Louise sah ebenfalls anders aus — die komplette Inszenierung, nicht das Wesen, das am Sonntagmorgen aus dem Bett hochgescheucht worden war. Eine braune Samtjacke, ein strahlend weißer Pullover, ein dezent gemusterter, brauner Wollrock und ein breiter Ledergürtel um die Taille, die von Gewichtsproblemen nichts wußte. Blondes Haar, gewaschen und schimmernd, ein leichtes Make-up auf der an englische Rosen erinnernden Haut. Eine Distanziertheit im Blick, die zu verstehen gab, daß all dieser Honig nicht vornehmlich dazu da war, die Bienen anzulocken.
«Mr. Halley.«
«Warum versuchen Sie’s nicht mit Sid?«sagte ich.»Sie kennen mich doch schon recht gut, und sei es auch nur indirekt.«
Ihr Lächeln reichte nicht ganz bis zu mir.»Also Sid.«
«Louise.«
«Jenny meint, Sid ist ein Name für Klempnergesellen.«
«Keine schlechten Leute, Klempnergesellen.«
«Wußten Sie«, sagte sie und setzte dabei ihre visuelle Inspektionstour fort,»daß im Arabischen Sid soviel wie Herr, Gebieter bedeutet?«
«Nein, das wußte ich nicht.«
«Tja, es ist aber so.«
«Das könnten Sie eigentlich mal Jenny sagen«, meinte ich.
Ihr Blick kehrte sehr schnell zu meinem Gesicht zurück.»Sie läßt Sie nicht los, was?«
Ich lächelte.»Mögen Sie einen Kaffee? Oder einen Drink?«
«Tee.«
«Aber gern.«
Sie begleitete mich in die Küche und sah zu, wie ich Tee machte. Sie enthielt sich dabei aller komischen Bemerkungen über Bionik und künstliche Hände, was sie wohltuend von sehr vielen neuen Bekannten unterschied, die zumeist fasziniert waren und dies in aller Ausführlichkeit aussprachen. Statt dessen sah sie sich mit unaufdringlicher Neugier um und richtete ihr Augenmerk schließlich auf den Kalender, der am Türgriff eines der Fichtenholzschränkchen hing. Fotografien von Pferden, das weihnachtliche Werbegeschenk einer Buchmacher-Firma. Louise blätterte die Seiten um, besah sich die Bilder der kommenden Monate und hielt beim Dezember inne. Das Bild zeigte die Silhouette eines Pferdes mit Jockey beim Sprung über den» Chair «in Aintree, in gekonnter Manier gegen den Himmel fotografiert.

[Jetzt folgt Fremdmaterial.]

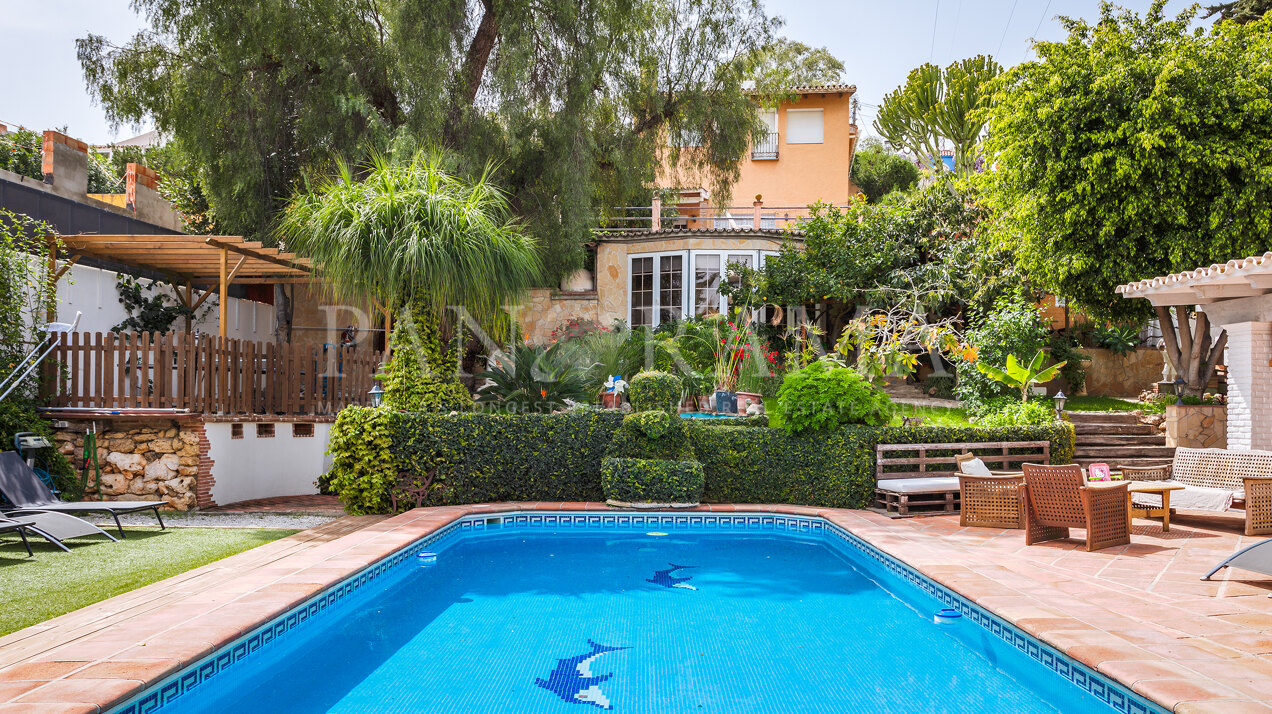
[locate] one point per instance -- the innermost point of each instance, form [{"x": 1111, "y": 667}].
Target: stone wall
[
  {"x": 1197, "y": 427},
  {"x": 143, "y": 460},
  {"x": 1113, "y": 376},
  {"x": 546, "y": 309},
  {"x": 1249, "y": 385}
]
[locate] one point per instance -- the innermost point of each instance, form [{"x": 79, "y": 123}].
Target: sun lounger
[
  {"x": 1256, "y": 558},
  {"x": 54, "y": 527},
  {"x": 26, "y": 491}
]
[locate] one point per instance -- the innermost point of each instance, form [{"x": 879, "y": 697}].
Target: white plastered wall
[{"x": 256, "y": 467}]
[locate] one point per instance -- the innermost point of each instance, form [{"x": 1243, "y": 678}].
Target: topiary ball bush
[
  {"x": 824, "y": 396},
  {"x": 651, "y": 434},
  {"x": 651, "y": 481},
  {"x": 658, "y": 391}
]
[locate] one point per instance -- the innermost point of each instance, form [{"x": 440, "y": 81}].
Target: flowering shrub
[{"x": 824, "y": 396}]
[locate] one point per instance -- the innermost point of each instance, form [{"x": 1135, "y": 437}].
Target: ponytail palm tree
[{"x": 408, "y": 232}]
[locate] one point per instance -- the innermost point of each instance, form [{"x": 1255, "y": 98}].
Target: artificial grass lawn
[
  {"x": 933, "y": 415},
  {"x": 33, "y": 589}
]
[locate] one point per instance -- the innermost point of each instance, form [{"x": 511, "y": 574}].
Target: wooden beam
[
  {"x": 51, "y": 311},
  {"x": 266, "y": 257},
  {"x": 225, "y": 284},
  {"x": 70, "y": 261}
]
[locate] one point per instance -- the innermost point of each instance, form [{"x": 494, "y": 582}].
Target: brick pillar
[
  {"x": 204, "y": 481},
  {"x": 1249, "y": 386},
  {"x": 65, "y": 163}
]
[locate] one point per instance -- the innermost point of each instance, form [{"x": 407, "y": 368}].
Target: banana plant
[{"x": 1023, "y": 376}]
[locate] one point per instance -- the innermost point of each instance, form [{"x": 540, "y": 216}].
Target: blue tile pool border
[{"x": 1118, "y": 696}]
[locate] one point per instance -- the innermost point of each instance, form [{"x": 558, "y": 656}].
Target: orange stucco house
[{"x": 670, "y": 266}]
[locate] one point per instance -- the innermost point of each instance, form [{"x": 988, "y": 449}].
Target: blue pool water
[{"x": 688, "y": 621}]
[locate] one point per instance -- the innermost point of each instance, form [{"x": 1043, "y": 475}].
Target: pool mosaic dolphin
[
  {"x": 668, "y": 581},
  {"x": 573, "y": 680}
]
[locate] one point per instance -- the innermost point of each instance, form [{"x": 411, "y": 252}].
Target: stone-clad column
[{"x": 1249, "y": 386}]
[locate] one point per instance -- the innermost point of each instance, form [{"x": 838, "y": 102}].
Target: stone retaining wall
[{"x": 143, "y": 460}]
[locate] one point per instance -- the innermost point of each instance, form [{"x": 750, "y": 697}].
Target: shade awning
[
  {"x": 193, "y": 260},
  {"x": 1237, "y": 279}
]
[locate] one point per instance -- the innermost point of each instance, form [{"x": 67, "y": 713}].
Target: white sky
[{"x": 879, "y": 42}]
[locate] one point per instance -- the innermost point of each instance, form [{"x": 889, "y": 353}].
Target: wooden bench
[
  {"x": 922, "y": 479},
  {"x": 1247, "y": 475}
]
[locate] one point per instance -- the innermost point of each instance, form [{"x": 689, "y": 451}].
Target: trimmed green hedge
[
  {"x": 836, "y": 469},
  {"x": 655, "y": 391},
  {"x": 650, "y": 480},
  {"x": 492, "y": 457}
]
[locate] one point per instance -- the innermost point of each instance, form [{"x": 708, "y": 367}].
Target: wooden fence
[{"x": 206, "y": 374}]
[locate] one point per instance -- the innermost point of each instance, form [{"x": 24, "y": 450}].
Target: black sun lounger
[
  {"x": 54, "y": 527},
  {"x": 1256, "y": 558},
  {"x": 26, "y": 491},
  {"x": 18, "y": 527}
]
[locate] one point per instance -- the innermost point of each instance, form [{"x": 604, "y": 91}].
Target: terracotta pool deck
[{"x": 1137, "y": 614}]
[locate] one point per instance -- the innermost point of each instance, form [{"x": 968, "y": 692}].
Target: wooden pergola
[{"x": 188, "y": 261}]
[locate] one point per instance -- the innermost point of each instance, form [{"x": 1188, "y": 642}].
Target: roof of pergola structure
[{"x": 193, "y": 260}]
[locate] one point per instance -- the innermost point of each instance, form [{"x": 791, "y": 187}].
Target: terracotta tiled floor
[{"x": 1137, "y": 614}]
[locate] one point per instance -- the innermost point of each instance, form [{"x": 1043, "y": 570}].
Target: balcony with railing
[
  {"x": 765, "y": 148},
  {"x": 700, "y": 217}
]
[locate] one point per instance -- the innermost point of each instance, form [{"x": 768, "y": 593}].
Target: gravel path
[{"x": 223, "y": 519}]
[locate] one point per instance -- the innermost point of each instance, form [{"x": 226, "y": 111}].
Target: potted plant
[
  {"x": 730, "y": 351},
  {"x": 613, "y": 395}
]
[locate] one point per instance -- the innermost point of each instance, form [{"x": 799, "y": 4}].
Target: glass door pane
[
  {"x": 642, "y": 292},
  {"x": 706, "y": 284}
]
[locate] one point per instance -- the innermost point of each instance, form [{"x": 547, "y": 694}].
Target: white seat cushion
[
  {"x": 974, "y": 467},
  {"x": 935, "y": 485}
]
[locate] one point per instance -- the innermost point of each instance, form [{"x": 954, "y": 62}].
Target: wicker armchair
[
  {"x": 988, "y": 502},
  {"x": 1055, "y": 499}
]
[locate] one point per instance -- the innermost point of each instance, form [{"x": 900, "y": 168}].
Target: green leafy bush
[
  {"x": 1011, "y": 327},
  {"x": 1019, "y": 414},
  {"x": 655, "y": 391},
  {"x": 534, "y": 379},
  {"x": 492, "y": 457},
  {"x": 416, "y": 377},
  {"x": 823, "y": 396},
  {"x": 646, "y": 480},
  {"x": 632, "y": 441},
  {"x": 363, "y": 465}
]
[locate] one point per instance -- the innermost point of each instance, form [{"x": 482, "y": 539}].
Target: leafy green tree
[
  {"x": 936, "y": 106},
  {"x": 879, "y": 171},
  {"x": 407, "y": 232},
  {"x": 1022, "y": 376},
  {"x": 571, "y": 99},
  {"x": 784, "y": 64},
  {"x": 1240, "y": 10},
  {"x": 1135, "y": 148}
]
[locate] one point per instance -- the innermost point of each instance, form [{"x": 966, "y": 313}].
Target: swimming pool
[{"x": 545, "y": 612}]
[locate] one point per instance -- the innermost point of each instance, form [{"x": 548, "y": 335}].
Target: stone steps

«Das ist toll«, sagte sie — und dann nach Lektüre der Bildlegende überrascht:»Das sind ja Sie.«
«Ein sehr guter Fotograf.«
«Haben Sie das Rennen gewonnen?«
«Ja«, sagte ich müde.»Nehmen Sie Zucker?«
«Danke, nein. «Sie ließ die Kalenderblätter wieder herabfallen.

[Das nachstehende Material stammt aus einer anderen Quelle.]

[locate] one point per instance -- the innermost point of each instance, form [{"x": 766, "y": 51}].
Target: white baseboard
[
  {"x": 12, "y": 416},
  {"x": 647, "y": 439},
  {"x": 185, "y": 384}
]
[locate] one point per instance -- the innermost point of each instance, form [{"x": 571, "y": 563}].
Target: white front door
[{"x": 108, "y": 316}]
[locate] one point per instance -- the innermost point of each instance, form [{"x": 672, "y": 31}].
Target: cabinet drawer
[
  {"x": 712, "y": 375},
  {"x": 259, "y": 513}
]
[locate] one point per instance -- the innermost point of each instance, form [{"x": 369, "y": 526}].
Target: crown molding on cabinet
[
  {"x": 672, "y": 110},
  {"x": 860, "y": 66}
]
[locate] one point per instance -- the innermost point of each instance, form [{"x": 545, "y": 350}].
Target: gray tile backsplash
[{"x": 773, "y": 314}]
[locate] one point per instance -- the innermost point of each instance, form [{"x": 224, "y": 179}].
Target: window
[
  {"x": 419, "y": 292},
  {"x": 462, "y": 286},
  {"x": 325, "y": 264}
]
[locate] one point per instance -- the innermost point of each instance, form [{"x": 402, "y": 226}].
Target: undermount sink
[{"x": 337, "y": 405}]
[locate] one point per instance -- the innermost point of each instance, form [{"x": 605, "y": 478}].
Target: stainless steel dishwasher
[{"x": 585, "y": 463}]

«Muß seltsam sein, sich in einem Kalender wiederzufinden.«
Für mich war das nicht so seltsam. Seltsam war eher, dachte ich, wenn man sein Bild schon so oft gedruckt gesehen hatte, daß man es kaum noch bemerkte. Ich trug das Tablett ins Wohnzimmer und stellte es auf dem Briefstapel ab, der auf dem Couchtisch lag.